If they don't they are dangerous


----------



## sticky_burr (Dec 10, 2010)

yea i just keep reading that these are 'strong wiled' and ' not like other dogs' i can understand having to teach a wee bit longer but will do what is needed and submit. i dont care about shakig paw or fetch. but the animal should know that we are the leaders and we can take a sheep anywhere and we shouldnt be challanged etc or we are allowed to take thier food dish etc....


----------



## Rockytopsis (Dec 29, 2007)

We started when our dogs were pups teaching them to sit and I put my hand in their mouths and handle their feet. I put my hand in their food while they are eating. I continue to do this now. The male is well over 100 pounds and the female is right behind. 

They do their jobs verry well. 

Nancy


----------



## wolffeathers (Dec 20, 2010)

"Strong willed" just means "stubborn". You have to be concrete and consistant in your training. Goose is submissive, but strong willed. "Come here" is a hard one to continue to drill into his head. If you have food, he'll practically teleport under your feet, but if no food... He'll send you this cheesy look over his should and just stroll away or around, come half way and stop, come 3/4 way and flop on the ground and wag his tail, etc, etc, etc. He is submissive but the stinker is just strongwilled. Be steady and consistant in your training and any dealings with your dog(or any animal for that fact).


----------



## Goatress (Feb 4, 2011)

sticky it is YOUR job and YOUR responsibility to maintain alpha status. Of course the dog will still work if you are alpha. 

If you can't become alpha over the dog you need to seriously reconsider your owning an LGD. No one said it would be easy. Try maintaining alpha status over 15 dogs...I do it. Takes emmense amount of effort and time but I pull it off. This includes 6 intact males.

LGD's will never always come to you when called. It is what it is. These are not push button dogs never will be. They don't need us to do their job it comes naturally to them. People don't seem to be able to handle that sometimes they think they have to be all controlling...you will never acheive that with a true LGD as with a border collie or german shepherd. But, do not confuse alpha with control. Alpha just means you are the end-all, you call final shots. Being alpha does not mean you will be able to get your dog to come to you all the time. You are pack leader, not pack director. There is a difference.


----------



## Wolf Flower (Dec 21, 2005)

My Akbash is very submissive to people. You can do anything to him, take anything out of his mouth, etc. But submission and obedience are two distinct things in an LGD's brain. 

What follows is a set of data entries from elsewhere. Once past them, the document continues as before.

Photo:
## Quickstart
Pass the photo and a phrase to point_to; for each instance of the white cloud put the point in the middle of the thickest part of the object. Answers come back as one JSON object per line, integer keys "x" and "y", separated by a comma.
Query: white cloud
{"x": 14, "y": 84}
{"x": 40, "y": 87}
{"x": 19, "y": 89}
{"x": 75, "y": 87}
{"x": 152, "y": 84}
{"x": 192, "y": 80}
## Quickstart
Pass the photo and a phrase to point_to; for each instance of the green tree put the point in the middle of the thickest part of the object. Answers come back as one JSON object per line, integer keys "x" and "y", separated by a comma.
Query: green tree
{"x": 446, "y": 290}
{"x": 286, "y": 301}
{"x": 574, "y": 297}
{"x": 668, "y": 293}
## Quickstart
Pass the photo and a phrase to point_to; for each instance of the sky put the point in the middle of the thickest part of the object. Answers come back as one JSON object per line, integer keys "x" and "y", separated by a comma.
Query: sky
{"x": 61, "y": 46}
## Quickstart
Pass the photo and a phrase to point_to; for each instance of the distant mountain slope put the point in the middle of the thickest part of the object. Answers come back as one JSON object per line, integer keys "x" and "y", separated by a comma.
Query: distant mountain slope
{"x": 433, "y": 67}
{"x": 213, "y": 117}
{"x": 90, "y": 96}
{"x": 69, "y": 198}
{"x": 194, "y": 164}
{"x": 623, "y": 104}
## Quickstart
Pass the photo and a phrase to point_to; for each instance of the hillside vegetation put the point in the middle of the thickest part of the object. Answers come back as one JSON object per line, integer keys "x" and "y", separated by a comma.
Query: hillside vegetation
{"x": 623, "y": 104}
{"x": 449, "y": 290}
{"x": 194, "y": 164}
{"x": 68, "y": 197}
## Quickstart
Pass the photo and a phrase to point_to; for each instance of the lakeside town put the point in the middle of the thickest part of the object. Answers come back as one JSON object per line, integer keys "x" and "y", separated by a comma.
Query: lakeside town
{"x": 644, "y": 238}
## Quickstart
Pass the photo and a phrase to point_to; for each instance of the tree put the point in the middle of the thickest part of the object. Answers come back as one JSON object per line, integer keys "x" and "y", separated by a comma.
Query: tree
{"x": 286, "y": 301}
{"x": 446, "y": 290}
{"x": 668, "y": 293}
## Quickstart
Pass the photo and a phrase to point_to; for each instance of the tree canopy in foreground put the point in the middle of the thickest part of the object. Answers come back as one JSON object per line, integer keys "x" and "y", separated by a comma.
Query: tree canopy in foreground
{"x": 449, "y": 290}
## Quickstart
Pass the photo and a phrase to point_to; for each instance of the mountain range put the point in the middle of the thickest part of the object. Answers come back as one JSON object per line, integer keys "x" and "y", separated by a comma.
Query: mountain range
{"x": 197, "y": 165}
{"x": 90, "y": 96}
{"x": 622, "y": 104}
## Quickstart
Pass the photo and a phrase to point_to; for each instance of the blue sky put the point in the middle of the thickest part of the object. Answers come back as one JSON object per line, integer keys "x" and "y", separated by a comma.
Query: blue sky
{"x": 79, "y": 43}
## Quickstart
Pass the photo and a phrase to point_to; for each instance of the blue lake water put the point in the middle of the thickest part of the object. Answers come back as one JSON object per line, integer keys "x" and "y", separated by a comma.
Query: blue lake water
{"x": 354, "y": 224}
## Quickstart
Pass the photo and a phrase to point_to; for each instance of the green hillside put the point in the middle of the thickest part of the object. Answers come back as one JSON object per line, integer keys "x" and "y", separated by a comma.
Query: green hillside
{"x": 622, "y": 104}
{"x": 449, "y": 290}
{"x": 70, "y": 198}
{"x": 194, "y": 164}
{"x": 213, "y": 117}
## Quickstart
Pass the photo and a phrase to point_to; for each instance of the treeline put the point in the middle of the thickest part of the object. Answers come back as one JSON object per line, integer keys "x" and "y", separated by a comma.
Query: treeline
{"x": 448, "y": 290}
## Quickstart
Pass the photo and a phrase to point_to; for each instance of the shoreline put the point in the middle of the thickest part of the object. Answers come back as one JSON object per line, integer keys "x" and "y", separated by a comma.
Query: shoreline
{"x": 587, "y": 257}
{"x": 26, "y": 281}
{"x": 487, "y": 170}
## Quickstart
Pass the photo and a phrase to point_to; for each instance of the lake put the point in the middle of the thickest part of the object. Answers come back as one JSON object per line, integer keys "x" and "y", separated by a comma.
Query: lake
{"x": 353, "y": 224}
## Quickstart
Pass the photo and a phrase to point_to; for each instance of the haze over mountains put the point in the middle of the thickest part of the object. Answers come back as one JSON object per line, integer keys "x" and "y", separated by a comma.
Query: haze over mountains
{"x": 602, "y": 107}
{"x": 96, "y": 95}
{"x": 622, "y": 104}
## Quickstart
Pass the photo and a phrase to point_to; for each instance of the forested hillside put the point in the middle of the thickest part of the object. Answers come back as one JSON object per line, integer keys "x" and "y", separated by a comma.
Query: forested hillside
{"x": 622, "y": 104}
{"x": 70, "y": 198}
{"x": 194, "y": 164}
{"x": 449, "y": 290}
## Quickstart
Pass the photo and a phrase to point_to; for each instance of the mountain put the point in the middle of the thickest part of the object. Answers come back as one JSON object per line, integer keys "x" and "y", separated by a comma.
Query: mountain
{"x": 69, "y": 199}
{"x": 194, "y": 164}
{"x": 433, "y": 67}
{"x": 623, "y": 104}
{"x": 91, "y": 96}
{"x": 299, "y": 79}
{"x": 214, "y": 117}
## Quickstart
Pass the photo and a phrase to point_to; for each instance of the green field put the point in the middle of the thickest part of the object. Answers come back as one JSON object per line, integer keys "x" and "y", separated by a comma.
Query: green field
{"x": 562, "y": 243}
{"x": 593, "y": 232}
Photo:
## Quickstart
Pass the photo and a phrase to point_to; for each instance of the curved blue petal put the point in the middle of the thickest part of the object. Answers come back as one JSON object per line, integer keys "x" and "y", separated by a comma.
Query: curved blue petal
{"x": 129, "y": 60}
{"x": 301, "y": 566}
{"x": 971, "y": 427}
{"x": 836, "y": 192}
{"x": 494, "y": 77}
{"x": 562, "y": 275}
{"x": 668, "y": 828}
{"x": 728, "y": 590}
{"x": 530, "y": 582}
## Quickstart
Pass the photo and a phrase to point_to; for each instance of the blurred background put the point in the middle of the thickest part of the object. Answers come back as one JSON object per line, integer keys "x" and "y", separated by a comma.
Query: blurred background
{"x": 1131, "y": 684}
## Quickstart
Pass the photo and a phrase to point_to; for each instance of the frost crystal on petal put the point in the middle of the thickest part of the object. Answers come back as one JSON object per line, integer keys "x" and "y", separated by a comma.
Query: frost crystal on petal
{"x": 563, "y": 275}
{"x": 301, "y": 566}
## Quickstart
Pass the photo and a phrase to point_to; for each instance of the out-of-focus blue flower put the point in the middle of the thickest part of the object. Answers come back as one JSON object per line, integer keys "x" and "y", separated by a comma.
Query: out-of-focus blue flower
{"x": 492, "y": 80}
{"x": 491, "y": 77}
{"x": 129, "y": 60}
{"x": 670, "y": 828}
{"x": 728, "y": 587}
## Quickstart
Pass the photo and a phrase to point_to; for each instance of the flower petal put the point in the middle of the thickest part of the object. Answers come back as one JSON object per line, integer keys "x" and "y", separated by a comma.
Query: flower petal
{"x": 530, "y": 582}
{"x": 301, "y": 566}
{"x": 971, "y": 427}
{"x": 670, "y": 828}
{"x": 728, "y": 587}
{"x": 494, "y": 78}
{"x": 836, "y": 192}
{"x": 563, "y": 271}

For an LGD, my boy is actually quite obedient. He comes when called about 90% of the time, obeys most commands eventually, and respects a reprimand. But I will never expect him to be an obedience dog--that's not his job. He needs to make decisions independently in order to keep the livestock safe. That means that if there is a stray dog running along the fenceline, I can call him all day long and he will not hear me until the job at hand has been done and the stray dog is gone.


----------



## Goatress (Feb 4, 2011)

Wolf Flower you hit it on the head, if they are working they 'tune you out' until job is done, then...they might come back, lol...! Their definition of when its time isn't always the same as ours...grin....is it!?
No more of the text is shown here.